A leading specialty floral and gifting retailer is improving its customer experience by closely collaborating with independent florist partners.
Charlie Cole, CEO of FTD Companies Inc., recently explained to Chain Store Age how his company is effectively managing unexpected demand shifts and fluctuations in stock levels by intensively sharing data with the local florists that provide its inventory and fulfill its digital orders.
What made FTD decide to collaboratively forecast with florist partners? After joining the team in March 2020, it became clear that FTD’s business model was truly virtuous - if we give our florists a great experience, they are going to give our customers a great experience, and the customer will continue to come back to FTD.
When looking at how we could be a better partner, we realized that collaborating to improve forecasting was one big way to optimize our customer experience without putting undue pressure on our florists. Our supply chain is fairly unique in the sense that we don’t ‘own’ the inventory nor do we have ‘exclusive rights’ to the inventory our florists sell.
This makes it even more important for us to constantly be communicating with our florists to allow for unexpected shifts in demand or large orders, understand and align on-demand early on, and plan appropriately when it comes to our florist partners’ stock and what’s represented online for customers.
What technolog(ies) and strategies do you use to create collaborative forecasts, and when did you implement them? Generally, with an e-commerce business, you can rely on a simple revenue equation that factors in traffic, conversion rate, and average order value to determine a fairly consistent unit forecast. This is still true in FTD’s case, but the ability to use geographic location trends is irrelevant given the majority of our customers are purchasing gifts for recipients in a different location.
So, while you can typically rely on customer traffic trends as the first factor in any e-commerce forecasting challenge, FTD has had to rely on the ZIP code of the receiver, which is not shared until much later in the process. With this in mind, we’ve taken a new approach and created a constant feedback loop with our florists - what do they have in stock, what can they easily replenish, what trends are they seeing - and complement this data with our own, such as what are we featuring in emails, on the homepage, advertisements. From there, we can narrow down where the majority of the stem volume will be to estimate where orders are flowing from.

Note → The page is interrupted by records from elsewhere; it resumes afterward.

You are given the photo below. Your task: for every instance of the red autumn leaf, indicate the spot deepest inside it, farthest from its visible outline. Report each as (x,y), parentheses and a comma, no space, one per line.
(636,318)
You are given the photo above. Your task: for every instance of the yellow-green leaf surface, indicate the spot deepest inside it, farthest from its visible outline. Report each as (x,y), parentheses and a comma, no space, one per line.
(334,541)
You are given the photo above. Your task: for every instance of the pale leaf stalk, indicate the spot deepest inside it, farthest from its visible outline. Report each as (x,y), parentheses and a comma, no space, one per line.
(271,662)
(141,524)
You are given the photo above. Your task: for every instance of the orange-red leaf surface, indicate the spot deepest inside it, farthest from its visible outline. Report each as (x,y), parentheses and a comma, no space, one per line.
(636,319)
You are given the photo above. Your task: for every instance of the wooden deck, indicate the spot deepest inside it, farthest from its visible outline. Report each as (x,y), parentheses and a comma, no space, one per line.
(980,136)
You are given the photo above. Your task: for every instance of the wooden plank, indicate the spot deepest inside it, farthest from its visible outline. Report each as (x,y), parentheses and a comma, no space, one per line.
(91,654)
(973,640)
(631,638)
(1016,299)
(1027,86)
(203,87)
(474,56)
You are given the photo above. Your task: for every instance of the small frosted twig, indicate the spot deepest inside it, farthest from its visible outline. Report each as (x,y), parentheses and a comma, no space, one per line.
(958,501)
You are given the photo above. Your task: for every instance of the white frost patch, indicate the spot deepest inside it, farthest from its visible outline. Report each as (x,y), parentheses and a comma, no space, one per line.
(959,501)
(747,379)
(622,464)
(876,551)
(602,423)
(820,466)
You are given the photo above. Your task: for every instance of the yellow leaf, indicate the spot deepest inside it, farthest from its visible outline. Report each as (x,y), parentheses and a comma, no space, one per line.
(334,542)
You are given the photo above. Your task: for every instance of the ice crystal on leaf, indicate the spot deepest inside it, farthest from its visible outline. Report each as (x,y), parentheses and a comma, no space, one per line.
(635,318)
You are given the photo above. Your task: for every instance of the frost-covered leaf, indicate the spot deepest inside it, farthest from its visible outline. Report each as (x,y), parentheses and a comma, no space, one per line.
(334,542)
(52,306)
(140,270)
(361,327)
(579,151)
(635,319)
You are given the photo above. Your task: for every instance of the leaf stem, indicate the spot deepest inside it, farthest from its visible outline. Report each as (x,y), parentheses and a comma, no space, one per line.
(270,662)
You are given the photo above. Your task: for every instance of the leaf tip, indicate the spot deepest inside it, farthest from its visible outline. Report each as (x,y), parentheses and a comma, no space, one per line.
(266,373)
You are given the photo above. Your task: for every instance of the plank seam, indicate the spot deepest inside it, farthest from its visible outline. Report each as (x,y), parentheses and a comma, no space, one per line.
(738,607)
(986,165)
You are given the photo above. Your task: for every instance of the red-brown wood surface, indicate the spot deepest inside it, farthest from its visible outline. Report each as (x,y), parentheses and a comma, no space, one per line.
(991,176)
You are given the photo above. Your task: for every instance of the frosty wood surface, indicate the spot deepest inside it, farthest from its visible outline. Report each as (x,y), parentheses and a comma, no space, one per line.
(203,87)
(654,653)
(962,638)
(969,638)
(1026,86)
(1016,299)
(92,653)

What results have you achieved? The best metric to evaluate success is our ‘reject rate.’ Whenever we send our florists an order, they can either accept or reject it and provide a reason code such as ‘stems not available’ or ‘vase not in stock.’ If we were absolutely perfect, our reject rates would be zero - something worth striving for.
Since working more collaboratively with florists on forecasting, our reject rate has consistently been down over 25%, and sometimes down over 40%. Over Valentine’s Day season when our florists are strained by volatile demand, and this year challenged with some of the worst weather we’ve ever seen, our reject rate was down 34%.
Any future plans you can discuss? Our data infrastructure is still catching up to our ambitions but we’re working on employing artificial intelligence and machine learning to make this happen in real-time. We’ll continue to be hyper-focused on rebuilding our relationship with our florists and you can expect to see continued changes being made to FTD’s operational and technology partners in the coming months.